Blaise stood up, his back to her, watching the 4Runner as it came closer to the house. “Are you absolutely certain it was Matherson, Flambé?” His voice was very quiet.
“Yes.” She remained seated. “When she gets out of the car, will you have them bring her up here into the alcove, Blaise? I always interview each person alone. That’s imperative. If I don’t have access to them alone, where I feel they can be completely candid with me, I can’t get a feel if they’re right for our program. If she isn’t, we can
ask Drake Donovan to help her and her children. We’re very full and there’s more of these shifters out there, displaced from their lair.”
“She’s going to insist that you accompany her and the children to the safe house, Flambé,” Blaise said.
“Why would you think that? Her children are already there.”
“She was so nervous she was insisting you go to South Africa.”
Flambé nodded. “You’re right. Well, maybe this one time I might have to make an exception, as long as I don’t think my leopard is too close to rising. If so, I’d have to let Sevastyan know.” She let her voice trail off.
Blaise shook his head decisively. “I don’t think it’s a good idea, Flambé. You should just tell her no. She can be like everyone else.”

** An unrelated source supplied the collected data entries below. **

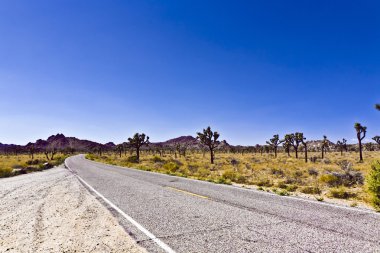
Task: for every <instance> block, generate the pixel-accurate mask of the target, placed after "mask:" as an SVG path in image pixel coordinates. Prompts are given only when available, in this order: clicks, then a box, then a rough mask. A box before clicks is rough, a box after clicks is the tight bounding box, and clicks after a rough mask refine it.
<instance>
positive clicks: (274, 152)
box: [267, 134, 283, 157]
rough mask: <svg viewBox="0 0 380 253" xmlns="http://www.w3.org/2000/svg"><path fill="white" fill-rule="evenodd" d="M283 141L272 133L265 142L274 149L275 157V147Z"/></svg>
mask: <svg viewBox="0 0 380 253" xmlns="http://www.w3.org/2000/svg"><path fill="white" fill-rule="evenodd" d="M282 142H283V141H282V140H280V137H279V136H278V134H275V135H273V138H272V139H270V140H269V141H267V144H268V145H269V146H271V147H272V148H273V150H274V157H277V148H278V146H279V145H280V144H281V143H282Z"/></svg>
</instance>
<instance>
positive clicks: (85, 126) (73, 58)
mask: <svg viewBox="0 0 380 253" xmlns="http://www.w3.org/2000/svg"><path fill="white" fill-rule="evenodd" d="M379 27H380V2H379V1H375V0H374V1H347V0H346V1H304V0H299V1H282V0H281V1H280V0H279V1H223V0H222V1H221V0H219V1H198V0H189V1H177V0H162V1H143V0H136V1H96V0H91V1H90V0H89V1H78V0H72V1H70V0H64V1H63V0H55V1H50V0H46V1H38V0H35V1H28V0H25V1H18V0H4V1H2V2H1V5H0V110H1V114H0V142H2V143H17V144H26V143H27V142H28V141H30V140H35V139H37V138H46V137H48V136H49V135H51V134H55V133H58V132H59V133H61V132H62V133H64V134H65V135H67V136H76V137H79V138H86V139H91V140H95V141H99V142H107V141H114V142H116V143H118V142H121V141H125V140H126V139H127V137H128V136H131V135H132V134H133V133H135V132H141V131H143V132H145V133H146V134H148V135H149V136H150V137H151V140H152V141H162V140H166V139H169V138H173V137H177V136H180V135H195V133H196V132H197V131H199V130H201V129H202V128H204V127H207V126H208V125H211V126H212V128H214V129H215V130H218V131H219V132H220V133H221V138H222V139H226V140H227V141H228V142H230V143H232V144H256V143H264V142H265V140H267V139H269V138H270V137H271V136H272V135H273V134H276V133H278V134H281V135H282V134H285V133H289V132H295V131H301V132H304V133H305V135H306V137H307V138H308V139H320V138H321V136H322V135H324V134H326V135H327V136H328V137H329V139H331V140H332V141H336V140H337V139H338V138H343V137H345V138H347V139H348V140H351V139H353V138H355V133H354V128H353V125H354V123H355V122H357V121H358V122H361V123H362V124H364V125H366V126H368V134H369V136H371V137H372V136H373V135H376V134H378V135H380V112H377V111H376V110H375V109H374V104H375V103H379V102H380V29H379Z"/></svg>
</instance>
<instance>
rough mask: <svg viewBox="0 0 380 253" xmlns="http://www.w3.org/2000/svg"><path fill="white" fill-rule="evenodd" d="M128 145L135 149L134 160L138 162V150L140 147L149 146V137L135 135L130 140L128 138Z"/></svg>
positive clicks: (137, 133)
mask: <svg viewBox="0 0 380 253" xmlns="http://www.w3.org/2000/svg"><path fill="white" fill-rule="evenodd" d="M128 145H129V146H130V147H132V148H135V149H136V158H137V161H138V162H139V161H140V148H141V147H142V146H148V145H149V136H145V134H139V133H135V135H134V136H133V137H132V138H128Z"/></svg>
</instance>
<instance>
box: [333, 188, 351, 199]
mask: <svg viewBox="0 0 380 253" xmlns="http://www.w3.org/2000/svg"><path fill="white" fill-rule="evenodd" d="M330 196H331V197H333V198H337V199H348V198H351V197H355V196H356V195H355V194H354V193H350V192H348V191H347V190H346V188H344V187H339V188H333V189H331V190H330Z"/></svg>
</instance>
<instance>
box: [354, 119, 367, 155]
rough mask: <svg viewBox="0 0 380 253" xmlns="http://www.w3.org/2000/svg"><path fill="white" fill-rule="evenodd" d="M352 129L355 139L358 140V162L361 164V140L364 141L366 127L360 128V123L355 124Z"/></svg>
mask: <svg viewBox="0 0 380 253" xmlns="http://www.w3.org/2000/svg"><path fill="white" fill-rule="evenodd" d="M354 128H355V130H356V137H357V138H358V142H359V153H360V162H362V161H363V147H362V140H364V138H365V135H366V133H367V127H365V126H362V125H361V124H360V123H355V125H354Z"/></svg>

There was a hardness in his voice she’d never heard before. Whatever Blaise was up to, whatever the original plan was, and she was certain it involved getting into the 4Runner with Shanty, Blaise had suddenly changed his mind.
Flambé recognized two members of the extraction team. They regularly moved back and forth between the United States and any country where they retrieved shifters and brought them to work in the landscaping business until they could decide where they wanted to go to school and what they were interested in as a business.
Terry Orsan was a tall, dark-skinned man with a ready smile and the roped muscles of the shifters. He wore his hair longer and it tended to curl around his head in ringlets, although the only one who could get away with calling the long dark curls ringlets was his daughter. She was ten now and adored her father. Jet Vicks was short in contrast to Terry, but equally as muscular, with a thick lion’s mane of graying hair that was wildly out of control, tamed only by a loose tie. It was clear the two men had worked together for a long time. Jet helped the young woman out of the 4Runner while Terry watched their backtrail. In spite of being on private property, they were both wary, very cognizant of being responsible for their client.
“Blaise, this is Shanty Jacobs. She’s come to speak with Flambé,” Jet said.